The particular scheme for anisotropic texture filtering is
implementation dependent. Additionally, implementations are free
to consider the current texture minification and magnification modes
to control the specifics of the anisotropic filtering scheme used.
 
Thanks, Aleksok, for the link.

With that version of RivaTuner, I did some tests.

When anisotropic filtering was disabled for stages 1 and 3, there was no difference in performance (either with ST or MT) in the fillrate tests, compared with normal anisotropic.

When anisotropic filtering was disabled for stages 0 and 2, there was no performance drop from enabling anisotropic.

This leads me to believe that my conjecture that only one texture per pixel pipeline per clock can have a degree of anisotropic calculated for it, and if the first texture has anisotropic calculated, then the second texture does not go through the pipeline.
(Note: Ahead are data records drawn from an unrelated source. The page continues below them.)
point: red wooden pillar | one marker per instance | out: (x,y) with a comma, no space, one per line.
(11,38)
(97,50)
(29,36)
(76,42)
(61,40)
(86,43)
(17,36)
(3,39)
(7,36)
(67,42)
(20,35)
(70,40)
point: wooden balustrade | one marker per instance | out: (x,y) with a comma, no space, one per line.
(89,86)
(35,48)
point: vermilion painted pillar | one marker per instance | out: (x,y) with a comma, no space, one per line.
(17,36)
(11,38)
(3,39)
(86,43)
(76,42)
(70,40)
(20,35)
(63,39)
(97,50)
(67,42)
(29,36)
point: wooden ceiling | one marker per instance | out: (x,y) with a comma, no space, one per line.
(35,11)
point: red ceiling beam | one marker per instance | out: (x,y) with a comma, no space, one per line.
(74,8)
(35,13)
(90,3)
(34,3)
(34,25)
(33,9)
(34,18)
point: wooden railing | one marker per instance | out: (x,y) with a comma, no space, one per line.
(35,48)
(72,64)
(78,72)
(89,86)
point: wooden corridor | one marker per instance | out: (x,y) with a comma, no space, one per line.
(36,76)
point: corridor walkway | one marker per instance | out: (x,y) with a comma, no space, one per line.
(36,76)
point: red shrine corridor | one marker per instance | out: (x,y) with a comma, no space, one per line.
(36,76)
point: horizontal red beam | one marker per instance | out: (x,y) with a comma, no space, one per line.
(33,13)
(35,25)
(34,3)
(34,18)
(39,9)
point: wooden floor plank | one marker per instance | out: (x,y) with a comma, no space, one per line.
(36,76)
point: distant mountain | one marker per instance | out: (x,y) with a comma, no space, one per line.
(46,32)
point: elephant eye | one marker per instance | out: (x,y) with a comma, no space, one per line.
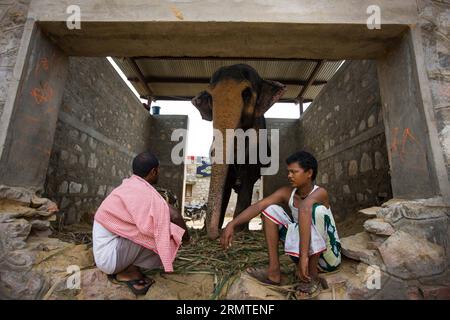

Thus, it seems apparent to me that the optimal configuration for optimizing anisotropic filtering for GeForce3/4 cards is to place any high resolution texture (particularly the base texture) in stage 1 or 3, and any texture for which anisotropic might be disabled, such as a lightmap, in stage 0 or 2.

This really does seem like a bass ackwards way of doing things, so it might be nice if nVidia's drivers could switch around the stages when anisotropic was disabled for stage 1 or 3 (This might be nontrivial to accomplish, of course...).
 
Chalnoth said:
Thanks, Aleksok, for the link.

With that version of RivaTuner, I did some tests.

When anisotropic filtering was disabled for stages 1 and 3, there was no difference in performance (either with ST or MT) in the fillrate tests, compared with normal anisotropic.

When anisotropic filtering was disabled for stages 0 and 2, there was no performance drop from enabling anisotropic.

I did some similar testing with my GF4 4600 (before I retired it), but rather than run synthetic benchmarks I ran some actual 3D games I'd been playing. Regardless of how I tinkered with the stages even setting two of them at a time to no filtering at all (and trying various combinations between the 4 stages RT allows you to control) I could find no performance difference that was apparent to me in any of the games I was playing, so in the end I just left all 4 stages set for full 8x AF.
 
While I would like to see some other situations, one of the things you must realize is that in a real gaming situation, there are often many polygons that are not viewplane coplanar, making it so that higher degrees of anisotropy are often used.

The thing is, for all polygons that are viewplane coplanar (and not distorted in any direction...), no anisotropy should be used. This is why the fillrate tests in 3DMark2k1 are of consequence.

By turning off anisotropic on the 0 and 2 stages, I think I've shown relatively effectively that at least part of the hit from enabling anisotropic stems from an inability to apply anisotropic to more than one texture per pixel pipeline.

I'd need to do some more testing, but I have a feeling that the other part has something to do with blending modes.
 
By the way, WaltC, I went ahead and did some real-game tests myself. I used Serious Sam: The Second Encounter for testing.

With stages 0 and 2 disabled, the score was much higher than with all stages enabled (85.8 fps vs. about 56 fps). As a side note, OpenGL with "performance anisotropic" ran the same demo at 68 fps on my machine.

One thing to keep in mind is that, at least in this version of RivaTuner, the particular stage settings for anisotropic are only available in Direct3D.